Диккенс говорил о странных ощущениях в левой руке и признавался, что для того, чтобы произвести ею некое действие — скажем, положить или взять предмет, — он должен пристально на нее посмотреть и послать ей мысленный приказ.
В последнее утро в Эдинбурге Диккенс сказал мне — со смехом, — что ему становится все труднее поднимать к голове руки, особенно непокорную левую, и в скором времени придется нанять работника, чтобы тот расчесывал ему три оставшиеся волосины перед выходом на сцену.
Однако после Честера он выступил в Блэкберне, а затем в Болтоне — и везде убивал Нэнси.
К двадцать второму апреля Диккенс окончательно сдал. Но я забегаю вперед, дорогой читатель.
Вскоре после возвращения из Эдинбурга я получил письмо от Кэролайн. Оно было написано без всякого пафоса и сантиментов — языком почти бесстрастным, словно она составляла орнитологический отчет о поведении воробьев в своем саду, — но Кэролайн сообщала мне, что в течение шести месяцев супружеской жизни ее муж Джозеф не зарабатывает средств к существованию, что они живут на гроши, которые неохотно выдает его мать (унаследовавшая крохотное состояние от мужа), и что он ее бьет.
Я прочитал письмо со смешанными чувствами — среди них, следует признать, преобладало легкое удовлетворение.

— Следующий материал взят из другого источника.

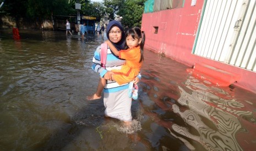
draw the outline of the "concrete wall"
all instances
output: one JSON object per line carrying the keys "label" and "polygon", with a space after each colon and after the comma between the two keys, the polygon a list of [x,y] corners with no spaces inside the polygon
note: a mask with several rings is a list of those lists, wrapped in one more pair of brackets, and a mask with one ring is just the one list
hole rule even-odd
{"label": "concrete wall", "polygon": [[[183,8],[143,14],[141,30],[146,34],[145,48],[192,67],[206,63],[241,76],[235,85],[256,93],[256,73],[243,68],[192,54],[204,1],[186,1]],[[157,33],[155,33],[158,27]],[[249,80],[250,79],[250,80]]]}

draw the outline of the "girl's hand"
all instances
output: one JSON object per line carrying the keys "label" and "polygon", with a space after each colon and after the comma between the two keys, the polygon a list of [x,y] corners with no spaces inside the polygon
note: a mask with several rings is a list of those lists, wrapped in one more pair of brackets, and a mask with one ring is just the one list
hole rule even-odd
{"label": "girl's hand", "polygon": [[109,44],[109,43],[110,43],[110,40],[106,40],[106,41],[105,41],[104,43],[105,43],[105,44]]}
{"label": "girl's hand", "polygon": [[113,72],[108,71],[108,72],[107,72],[107,73],[106,73],[105,75],[104,75],[104,78],[106,80],[112,81],[112,76],[111,76],[112,74],[114,74]]}
{"label": "girl's hand", "polygon": [[135,79],[133,80],[133,83],[134,84],[137,84],[139,82],[139,78],[136,77],[136,78],[135,78]]}

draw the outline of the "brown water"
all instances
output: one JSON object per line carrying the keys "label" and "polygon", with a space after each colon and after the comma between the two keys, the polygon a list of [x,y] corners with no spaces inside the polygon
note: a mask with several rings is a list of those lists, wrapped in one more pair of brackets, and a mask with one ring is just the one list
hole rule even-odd
{"label": "brown water", "polygon": [[[133,125],[104,118],[91,69],[106,35],[0,30],[0,150],[255,150],[256,94],[149,51]],[[75,33],[74,34],[75,34]]]}

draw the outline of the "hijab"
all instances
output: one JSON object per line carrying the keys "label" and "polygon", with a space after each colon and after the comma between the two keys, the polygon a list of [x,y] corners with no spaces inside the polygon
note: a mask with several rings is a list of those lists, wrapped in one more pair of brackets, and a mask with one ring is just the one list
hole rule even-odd
{"label": "hijab", "polygon": [[119,41],[119,42],[118,42],[117,43],[114,43],[112,42],[110,40],[110,41],[111,42],[111,43],[112,43],[115,45],[115,47],[116,47],[117,50],[120,50],[121,49],[124,49],[124,44],[126,43],[126,37],[125,37],[126,34],[124,33],[123,28],[122,26],[122,24],[120,22],[116,21],[116,20],[112,20],[108,23],[107,26],[107,31],[106,31],[107,38],[108,40],[110,39],[110,37],[108,36],[108,32],[110,31],[110,30],[111,29],[113,26],[116,26],[118,27],[120,29],[120,30],[122,31],[122,38],[120,40],[120,41]]}

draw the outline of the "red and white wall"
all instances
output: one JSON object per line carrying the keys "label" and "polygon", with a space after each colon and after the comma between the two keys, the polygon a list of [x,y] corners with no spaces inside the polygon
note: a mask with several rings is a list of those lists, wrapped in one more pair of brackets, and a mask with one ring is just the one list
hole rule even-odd
{"label": "red and white wall", "polygon": [[[145,48],[164,53],[167,57],[189,67],[194,63],[205,63],[238,74],[241,78],[234,84],[256,93],[256,72],[193,54],[195,44],[198,40],[203,40],[198,38],[198,34],[202,25],[201,18],[204,15],[203,10],[205,4],[203,0],[198,0],[195,5],[192,5],[192,1],[185,1],[183,8],[143,14],[141,30],[146,34]],[[230,24],[233,23],[231,21]],[[215,45],[219,45],[221,42]]]}

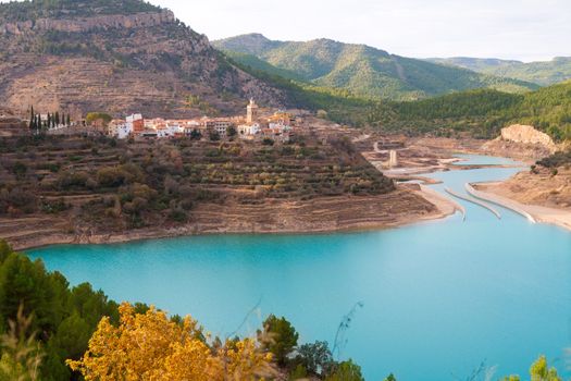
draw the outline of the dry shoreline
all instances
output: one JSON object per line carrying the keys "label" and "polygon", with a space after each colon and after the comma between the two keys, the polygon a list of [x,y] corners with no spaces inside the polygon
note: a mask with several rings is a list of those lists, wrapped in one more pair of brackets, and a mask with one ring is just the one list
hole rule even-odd
{"label": "dry shoreline", "polygon": [[486,198],[489,198],[495,204],[504,206],[508,209],[517,208],[523,210],[524,212],[532,216],[536,222],[554,224],[571,231],[571,211],[519,202],[512,198],[501,195],[501,193],[495,189],[494,185],[497,184],[497,182],[489,182],[472,185],[480,193],[485,194]]}
{"label": "dry shoreline", "polygon": [[[33,241],[13,242],[12,246],[16,250],[27,250],[34,248],[41,248],[46,246],[54,245],[101,245],[101,244],[120,244],[146,239],[159,239],[159,238],[173,238],[183,236],[198,236],[198,235],[219,235],[219,234],[333,234],[333,233],[351,233],[351,232],[365,232],[375,230],[387,230],[395,228],[402,228],[413,225],[417,223],[430,222],[445,219],[449,216],[455,214],[458,210],[458,206],[447,199],[445,196],[439,196],[436,192],[434,194],[426,190],[414,190],[413,194],[421,196],[434,205],[435,209],[427,213],[408,213],[401,214],[394,218],[390,221],[385,219],[369,220],[369,221],[356,221],[353,223],[337,224],[335,226],[323,224],[323,225],[305,225],[297,229],[278,229],[276,226],[258,226],[255,229],[208,229],[206,226],[197,226],[195,224],[172,228],[172,229],[141,229],[137,231],[122,232],[120,234],[53,234],[44,235]],[[0,221],[1,223],[2,221]]]}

Кэролайн не просила ни денег, ни помощи, ни даже ответного послания, но подписалась словами «Ваш очень давний и истинный друг».
Я с минуту сидел за столом в кабинете, задаваясь вопросом, что же такое фальшивый друг, если Кэролайн Г***, ныне миссис Хэрриет Клоу, является образцом истинного друга.
В тот же день пришло письмо на имя Джорджа и Бесс — они оба горевали каждый на свой лад, безмолвно, разумеется, но Бесс тяжелее мужа переживала побег Агнес (особенно сейчас, после смерти родителей, не оставивших никаких денег), — и я не видел доставленного конверта, иначе почерк на нем (корявые печатные буквы) непременно привлек бы мое внимание.
На следующий день Джордж появился в дверях моего кабинета, тихо кашлянул и вошел с извиняющимся выражением лица.
— Прошу прощения, сэр, но поскольку вы выказали столь добрый интерес к судьбе нашей дорогой дочери Агнес, я решил, что вы захотите увидеть это, сэр.